A project to enhance the safety of travel along Interstate 55 and other four-lane, divided highways in Southeast Missouri was completed last week by the Missouri Highway and Transportation Department; more than 11,000 white reflective markers have been mounted on flexible poles along the right shoulders of interstates 55 and 57, and the divided, four-lane areas along highways 60, 67 and 25.
Parents of students on the girls softball team at Central High School attend the Cape Girardeau School Board meeting to protest the school's softball program being reduced to one season in the 1991-1992 school year; that policy was adopted in April and was in accordance with a recommendation by the athletic task force; the board decides to further study the matter.
Mark F. Scully, president of State College, expresses general satisfaction with recommendations of the State Commission on Higher Education for state appropriations totaling $7,577,551 for the next fiscal year; if the recommendations are carried out and the amounts are actually appropriated, it would mean the college could build another classroom structure in the near future.
Mr. and Mrs. John E. Godwin Jr., Cape Girardeau Route 1, were named the best team yesterday by the National Pilots Association after a 352-mile proficiency race at Palm Springs, California.
Thirty-two aliens have been registered at the Cape Girardeau post office under terms of the federal law for all noncitizens to appear to give information about themselves and to be fingerprinted; the oldest individual to register was 89 years old and the youngest was a child of 5.
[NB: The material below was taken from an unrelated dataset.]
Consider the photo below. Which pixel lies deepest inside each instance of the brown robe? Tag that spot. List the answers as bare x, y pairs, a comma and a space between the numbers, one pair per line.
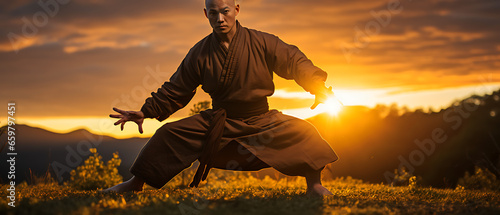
239, 79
Paul R. Brooks of Cape Girardeau, a former city commissioner, takes over the office of constable of Cape Girardeau Township, to which he was elected last Tuesday; he receives no salary as constable, his pay being only fees for serving papers and doing similar work.
Masons of Cape Girardeau gave degree work to several residents of other towns yesterday; Dr. W.T. Tomlinson and Otto Bugg of Morley, Missouri, and John McWilliams and James McPheeters of Benton, Missouri, were on hand for the work; Martin Nelson, a traveling man, also took his degrees here.
Will Meyer and family, who left Cape Girardeau about a year ago for the state of Oregon to seek a home and fortune, have returned here and are glad to be back; said Meyer: "The Oregon country is not what it is claimed to be."